Así ocurre hoy en Venezuela. Nicolás Maduro gobierna desde hace años bajo el signo del miedo. Durante un tiempo logró imponerlo con brutal eficacia: miedo a hablar, miedo a protestar, miedo a perder el sustento, miedo incluso a esperar. Pero el miedo, cuando se prolonga, se degrada. El ciudadano que aprende a callar por miedo termina aprendiendo también a pensar en silencio. Y cuando piensa, se libera. La tiranía venezolana ha comenzado a cosechar su propia siembra: un miedo que se le devuelve como angustia.
Maduro teme a su entorno, teme a sus aliados, teme a las calles, teme a los suyos. No confía en nadie y por eso multiplica los anillos de seguridad, los escoltas, los micrófonos, las cámaras. Vive bajo la custodia de su propio miedo. Las Fuerza Armada ya no es una comunidad de servicio, sino un muro de desconfianza. Los mercenarios rusos, cubanos e iranies sustituyen a los soldados nacionales, y los ministros se vigilan unos a otros. En la cúpula, el poder se ha vuelto una marea de sospechas. Maduro, cercado por su propio aparato, se queda cada día más aislado, más visible en su desnudo moral. No hay soledad más profunda que la de quien no puede confiar ni en su sombra.
En los últimos meses, el miedo del régimen ha adquirido un tono nuevo: miedo al ánimo de cambio. Saben que ya no controlan el pulso moral del país. Intuyen que la sociedad, después de tantos años de humillación, está superando el umbral del temor. El venezolano ha aprendido a convivir con la escasez, con la represión, con la mentira, pero no con la desesperanza. Y cuando el miedo deja de paralizar, se convierte en coraje. Por eso, maduro y su círculo sienten el vértigo de ese cambio invisible.
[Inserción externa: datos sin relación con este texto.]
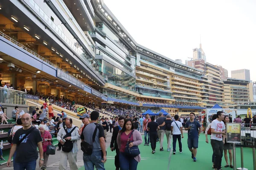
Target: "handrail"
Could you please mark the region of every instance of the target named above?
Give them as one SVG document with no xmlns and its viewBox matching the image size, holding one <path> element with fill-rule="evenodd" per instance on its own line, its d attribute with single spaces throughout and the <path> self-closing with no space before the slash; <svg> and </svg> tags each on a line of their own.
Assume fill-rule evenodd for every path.
<svg viewBox="0 0 256 170">
<path fill-rule="evenodd" d="M 66 73 L 66 71 L 65 71 L 65 70 L 62 69 L 62 68 L 58 67 L 58 66 L 57 66 L 56 65 L 55 65 L 54 64 L 53 64 L 53 63 L 49 62 L 49 61 L 47 60 L 44 59 L 44 57 L 43 57 L 42 56 L 40 56 L 40 55 L 37 54 L 37 53 L 35 53 L 35 52 L 33 51 L 32 51 L 31 50 L 30 50 L 29 48 L 28 48 L 27 47 L 25 47 L 25 46 L 23 45 L 22 44 L 20 44 L 20 42 L 18 42 L 17 41 L 16 41 L 16 40 L 14 40 L 14 39 L 13 39 L 12 38 L 11 38 L 10 37 L 8 36 L 8 35 L 4 34 L 4 33 L 3 33 L 3 32 L 0 31 L 0 36 L 1 36 L 2 37 L 3 37 L 5 38 L 5 39 L 6 39 L 6 40 L 9 40 L 9 41 L 10 41 L 11 42 L 13 43 L 13 44 L 16 45 L 17 46 L 18 46 L 19 47 L 20 47 L 20 48 L 23 48 L 23 49 L 26 50 L 26 51 L 27 51 L 27 52 L 29 52 L 29 53 L 31 54 L 32 54 L 33 55 L 37 57 L 38 58 L 39 58 L 41 60 L 43 60 L 43 62 L 44 62 L 49 64 L 50 65 L 58 69 L 61 70 L 61 71 L 64 71 L 65 73 Z M 74 78 L 74 79 L 77 79 L 77 81 L 79 81 L 79 82 L 81 82 L 81 83 L 84 85 L 85 86 L 89 87 L 90 88 L 93 88 L 92 87 L 90 87 L 90 85 L 87 85 L 87 84 L 79 80 L 79 79 L 76 79 L 76 78 L 74 76 L 73 76 L 72 75 L 68 74 L 68 73 L 67 73 L 67 74 L 68 74 L 70 76 L 71 76 L 71 77 Z M 95 89 L 94 89 L 95 90 Z M 96 90 L 95 90 L 96 91 L 97 91 Z M 100 92 L 99 92 L 100 93 L 101 93 Z"/>
</svg>

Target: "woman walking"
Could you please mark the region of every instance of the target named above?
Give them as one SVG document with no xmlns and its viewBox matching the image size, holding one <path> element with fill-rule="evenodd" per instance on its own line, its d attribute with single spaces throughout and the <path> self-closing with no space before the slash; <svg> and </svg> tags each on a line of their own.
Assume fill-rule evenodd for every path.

El miedo al miedo es el principio del fin de toda tiranía. Cuando el opresor comienza a temer al pueblo, la historia empieza a girar. No hay sistema de control capaz de sofocar para siempre el movimiento interior de una nación que ha decidido volver a creer en sí misma. Ese renacimiento moral no se declara: se siente y está ocurriendo. Y los tiranos —como Platón y Jenofonte lo advirtieron hace siglos— siempre lo saben antes que nadie.